Why don't more open-source projects monetize? (Ask HN)
Because monetizing your open-source project means you take on a second job.
Here are your choices:
- Turn your OSS project into a company (Docker). The pro is that you can capture a lot of the value, the con is that you're splitting your project into CE/EE and also now you're a CEO
- Give the software away for free and charge for the hosting (Gitlab). Pro here is that you get recurring revenue, but the con is that now you're in DevOps and wear a pager. Also this model doesn't work well for libraries, only "apps".
- Charge for support (Ubuntu, Nginx-ish). Pro here is that by helping folks implement your software, you'll have a long line of success stories. Con here is that it isn't scalable - your upside is bounded by the hours you can bill
- Get a job at a company that will fund you to work on it (React, Angular). Pro here is that you can make tons of money with a job you love. Nice work, if you can get it. Con is that now you work for that company and you're subject to whatever whims they have.

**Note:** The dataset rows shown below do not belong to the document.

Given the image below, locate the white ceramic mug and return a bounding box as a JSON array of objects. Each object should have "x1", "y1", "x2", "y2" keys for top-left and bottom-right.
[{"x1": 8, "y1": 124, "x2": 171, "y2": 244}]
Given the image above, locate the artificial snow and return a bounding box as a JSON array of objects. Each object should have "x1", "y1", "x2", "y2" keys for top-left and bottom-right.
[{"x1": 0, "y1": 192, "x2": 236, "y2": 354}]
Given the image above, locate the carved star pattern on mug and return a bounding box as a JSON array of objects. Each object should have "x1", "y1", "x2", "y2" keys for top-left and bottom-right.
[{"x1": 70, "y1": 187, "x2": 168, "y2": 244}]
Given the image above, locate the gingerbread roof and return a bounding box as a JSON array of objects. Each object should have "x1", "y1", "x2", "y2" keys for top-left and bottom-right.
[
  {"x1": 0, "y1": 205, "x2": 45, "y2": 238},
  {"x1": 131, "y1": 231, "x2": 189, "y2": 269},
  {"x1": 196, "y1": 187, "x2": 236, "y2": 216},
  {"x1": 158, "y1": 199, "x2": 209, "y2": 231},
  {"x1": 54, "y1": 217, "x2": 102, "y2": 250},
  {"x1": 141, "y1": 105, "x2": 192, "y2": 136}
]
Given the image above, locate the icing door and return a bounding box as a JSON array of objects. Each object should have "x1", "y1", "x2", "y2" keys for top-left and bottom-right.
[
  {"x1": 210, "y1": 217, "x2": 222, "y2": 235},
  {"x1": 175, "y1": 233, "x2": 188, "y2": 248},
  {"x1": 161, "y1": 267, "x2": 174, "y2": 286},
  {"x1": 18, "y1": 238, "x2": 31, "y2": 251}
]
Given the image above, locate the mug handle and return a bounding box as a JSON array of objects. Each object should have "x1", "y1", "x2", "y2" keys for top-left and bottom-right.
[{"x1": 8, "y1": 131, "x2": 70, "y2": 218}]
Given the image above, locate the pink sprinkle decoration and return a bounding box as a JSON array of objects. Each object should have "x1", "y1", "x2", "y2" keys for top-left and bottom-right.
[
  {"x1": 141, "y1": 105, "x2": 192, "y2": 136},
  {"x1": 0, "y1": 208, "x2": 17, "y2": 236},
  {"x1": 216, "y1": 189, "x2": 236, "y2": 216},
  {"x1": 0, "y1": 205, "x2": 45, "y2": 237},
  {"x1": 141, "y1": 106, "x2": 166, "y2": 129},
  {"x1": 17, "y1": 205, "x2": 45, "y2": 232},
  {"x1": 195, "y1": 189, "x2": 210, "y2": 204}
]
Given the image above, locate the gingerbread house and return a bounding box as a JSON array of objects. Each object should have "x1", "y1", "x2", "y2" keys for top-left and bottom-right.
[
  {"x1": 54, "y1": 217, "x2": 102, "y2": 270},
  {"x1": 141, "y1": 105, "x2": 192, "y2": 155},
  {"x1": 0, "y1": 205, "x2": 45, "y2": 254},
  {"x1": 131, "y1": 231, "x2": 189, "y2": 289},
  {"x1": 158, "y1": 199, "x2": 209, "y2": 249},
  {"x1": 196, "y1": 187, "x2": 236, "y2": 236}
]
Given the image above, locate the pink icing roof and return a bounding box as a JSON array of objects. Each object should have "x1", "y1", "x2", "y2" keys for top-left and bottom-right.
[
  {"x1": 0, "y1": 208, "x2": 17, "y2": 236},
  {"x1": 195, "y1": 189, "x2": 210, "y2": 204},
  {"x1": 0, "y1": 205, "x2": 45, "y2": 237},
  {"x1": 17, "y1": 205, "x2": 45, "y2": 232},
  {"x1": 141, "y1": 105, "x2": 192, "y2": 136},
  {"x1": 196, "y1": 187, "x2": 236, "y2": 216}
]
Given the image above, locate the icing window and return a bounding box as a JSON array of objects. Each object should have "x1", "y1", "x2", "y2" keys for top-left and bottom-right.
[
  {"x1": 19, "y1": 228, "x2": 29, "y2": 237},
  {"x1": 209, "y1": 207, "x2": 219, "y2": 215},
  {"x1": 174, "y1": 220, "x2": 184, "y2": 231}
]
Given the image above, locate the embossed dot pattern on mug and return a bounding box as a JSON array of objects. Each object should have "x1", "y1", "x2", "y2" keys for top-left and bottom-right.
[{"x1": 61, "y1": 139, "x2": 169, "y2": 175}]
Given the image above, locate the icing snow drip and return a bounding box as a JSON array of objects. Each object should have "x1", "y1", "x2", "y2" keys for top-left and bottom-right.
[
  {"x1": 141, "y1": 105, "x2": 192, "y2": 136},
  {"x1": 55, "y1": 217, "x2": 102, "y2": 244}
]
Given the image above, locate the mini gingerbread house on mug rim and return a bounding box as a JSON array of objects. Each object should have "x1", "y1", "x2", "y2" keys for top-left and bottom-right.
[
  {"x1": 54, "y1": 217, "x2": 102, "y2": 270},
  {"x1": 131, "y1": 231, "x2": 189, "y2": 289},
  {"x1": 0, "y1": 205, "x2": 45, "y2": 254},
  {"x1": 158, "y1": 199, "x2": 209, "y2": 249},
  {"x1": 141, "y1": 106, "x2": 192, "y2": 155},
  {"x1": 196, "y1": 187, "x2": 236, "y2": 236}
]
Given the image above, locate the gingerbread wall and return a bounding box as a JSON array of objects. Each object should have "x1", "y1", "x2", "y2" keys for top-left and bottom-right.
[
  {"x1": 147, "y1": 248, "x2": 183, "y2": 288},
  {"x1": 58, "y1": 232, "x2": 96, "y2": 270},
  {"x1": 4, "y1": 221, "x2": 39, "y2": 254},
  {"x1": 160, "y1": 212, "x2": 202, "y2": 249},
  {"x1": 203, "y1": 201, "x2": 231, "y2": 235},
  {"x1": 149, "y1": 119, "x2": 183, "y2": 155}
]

- Run a Kickstarter (Light Table, Diaspora). Pro: you can gauge demand and you don't have a boss. Cons: it's one-time revenue, you have potentially inflated expectations, and just kidding, now you have 1,000 bosses.
- Run a Patreon (Vue). Pro: you have autonomy and recurring revenue (yay!). Con: now you're a personality. This is limited to celebs who are good at marketing themselves as much as their software
- Ask for donations (Babel, Webpack). Pro: this works for tools and libraries (not just apps) and you can keep your mission. Con: Companies feel these donations have ambiguous deliverables. There's a lot of mental overhead too (How many projects can one company fund per month?)
- Sell documentation, books, videos (React Training, my current gig). Pro: JavaScript fatigue makes you money! Con: Writing the docs isn't as satisfying as writing software (for many developers)
So to answer your question: monetizing your open-source project means you take on another job besides writing software.
In an ideal world if you write software and it gets used, you'd be able to capture some share of that value. But we're not there yet.